Asking the Impossible: Being the Right Spouse to an Abuser
UPDATE Sept 2021: I have come to believe that Jeff Crippen does not practise what he preaches. He vilely persecuted an abuse victim and spiritually abused many other people in the Tillamook congregation. Go here to read the evidence. Jeff has not gone to the people that he spiritually and emotionally abused. He has not apologised to them, let alone asked for their forgiveness.
The following article was written by Wendell. Many thanks to him!
As I was driving in to work this morning, I heard the little 2 minute Focus on the Family blurb our radio station carries and it got me thinking. Normally, I don’t hear this as I am in to work earlier than it comes on, but this morning was different. The host, Jim Daly, was talking about the fantasy world created by Hollywood and modern culture, that God has the right one for us and we just have to find him or her. Ok, valid point. This attitude does make finding a mate more like a giant lotto game and leads to much disappointment and many mistakes.
He then went on to decry the fact that it is prevalent in our society that if the one you “find” does not give you supreme happiness 24/7, then it is permissible to just leave and start over. Ok, I get that. Too many divorces are frivolous and it is completely unreasonable to be living on a cloud of marital bliss all the time. We are human after all and we disappoint each other.
The rest of it is what got me thinking today. He then stated that instead of trying to find the right one, we should become the right one for our spouse, essentially morphing ourselves into what our spouse “needs”. Now, on the surface, and in a normal situation, that may be fine.
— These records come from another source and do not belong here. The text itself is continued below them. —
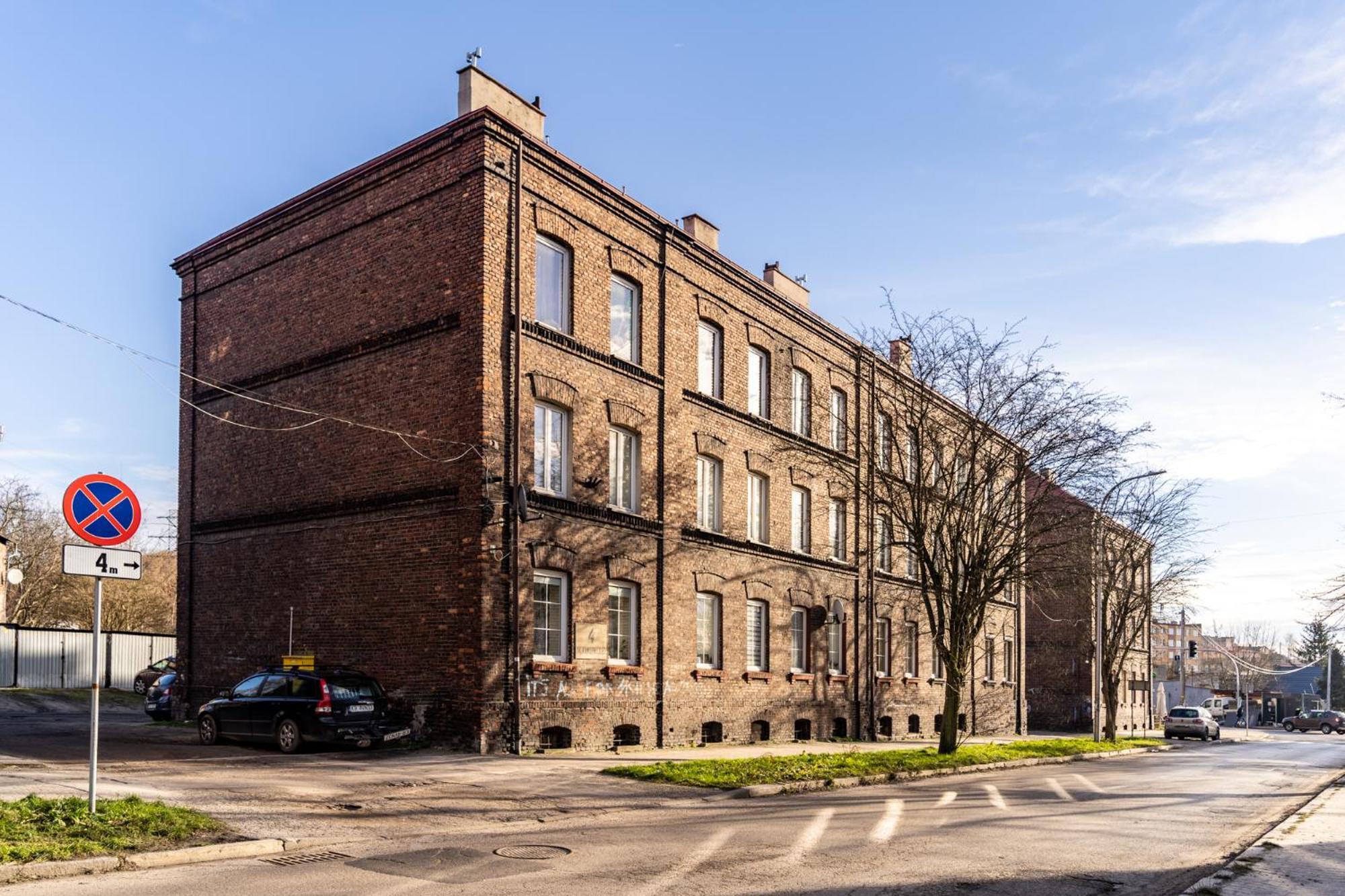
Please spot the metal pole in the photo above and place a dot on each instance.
(93, 700)
(1183, 657)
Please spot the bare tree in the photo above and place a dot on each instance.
(958, 421)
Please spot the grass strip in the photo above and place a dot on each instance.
(38, 829)
(728, 774)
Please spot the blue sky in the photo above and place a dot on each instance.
(1160, 189)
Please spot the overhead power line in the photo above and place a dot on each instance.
(247, 395)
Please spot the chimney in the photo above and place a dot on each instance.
(899, 353)
(703, 231)
(787, 287)
(477, 91)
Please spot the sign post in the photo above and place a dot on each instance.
(104, 512)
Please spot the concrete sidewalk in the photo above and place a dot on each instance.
(1303, 854)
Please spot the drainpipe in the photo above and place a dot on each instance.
(512, 435)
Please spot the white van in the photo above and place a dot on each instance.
(1222, 706)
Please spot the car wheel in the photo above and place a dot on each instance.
(289, 736)
(208, 729)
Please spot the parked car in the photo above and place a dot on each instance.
(1222, 706)
(150, 674)
(159, 698)
(1323, 720)
(293, 706)
(1191, 721)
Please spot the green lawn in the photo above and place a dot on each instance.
(781, 770)
(37, 829)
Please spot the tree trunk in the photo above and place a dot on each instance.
(952, 705)
(1110, 729)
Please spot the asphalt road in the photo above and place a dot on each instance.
(1148, 823)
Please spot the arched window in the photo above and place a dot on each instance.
(553, 284)
(709, 360)
(555, 737)
(626, 321)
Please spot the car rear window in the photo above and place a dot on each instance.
(353, 688)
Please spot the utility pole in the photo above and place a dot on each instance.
(1182, 657)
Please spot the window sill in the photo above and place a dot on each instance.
(541, 666)
(614, 670)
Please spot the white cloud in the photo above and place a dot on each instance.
(1247, 138)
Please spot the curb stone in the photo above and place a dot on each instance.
(162, 858)
(1258, 850)
(864, 780)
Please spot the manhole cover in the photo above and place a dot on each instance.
(532, 850)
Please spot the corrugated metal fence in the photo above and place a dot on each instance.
(64, 657)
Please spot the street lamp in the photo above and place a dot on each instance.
(1098, 611)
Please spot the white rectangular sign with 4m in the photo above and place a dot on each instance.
(103, 563)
Sacrificial love is a good thing to have in marriage, and I should do what I can to be the best I can for my spouse; however, what about when your spouse is abusive?
But from what I have seen on this blog, and in dealing with my own daughter’s situation, I see accounts of abusers demanding that their spouses fit into a mold they were never designed for. It is a warped view of meeting only the needs of the abuser and the victim is expected to contort themselves into a grotesque form, that satisfies some warped view and desire of the abuser, yet is not recognizable as humanity to anyone else. Further, rather than sacrificing to become better for our spouse being a gift to our spouse, it becomes an obligation in an abusive relationship, stripping the “specialness” out of the whole process.
Upon hearing the stories of so many here, I have seen comments that portray how unpredictable their abuser is or was. It is sheer torture to desire to be something pleasing to another person, when their definition of pleasing is in constant change, and when one tries to do what he/she feels is the right thing, their efforts are simply thrown back in their face.
I know that many times growing up, I so wanted to be accepted and loved by my mother. I was willing to change almost anything to please her, yet I never could find what I needed to do. It was only later that I realized how self absorbed into her own pain and shortcomings she was and that nothing I could change would be enough. I finally became like Tevya in Fiddler on the Roof when he stated that if he bent too much, he would break!
Now, I hold no ill will toward Focus on this. I know they are catering to an audience within a certain spectrum; however, I wish more ministries would recognize and deal with the fact that to the abused, some of the teachings they espouse are asking the impossible and the harmful of so many victims who have tried to bend so far they are in danger of breaking!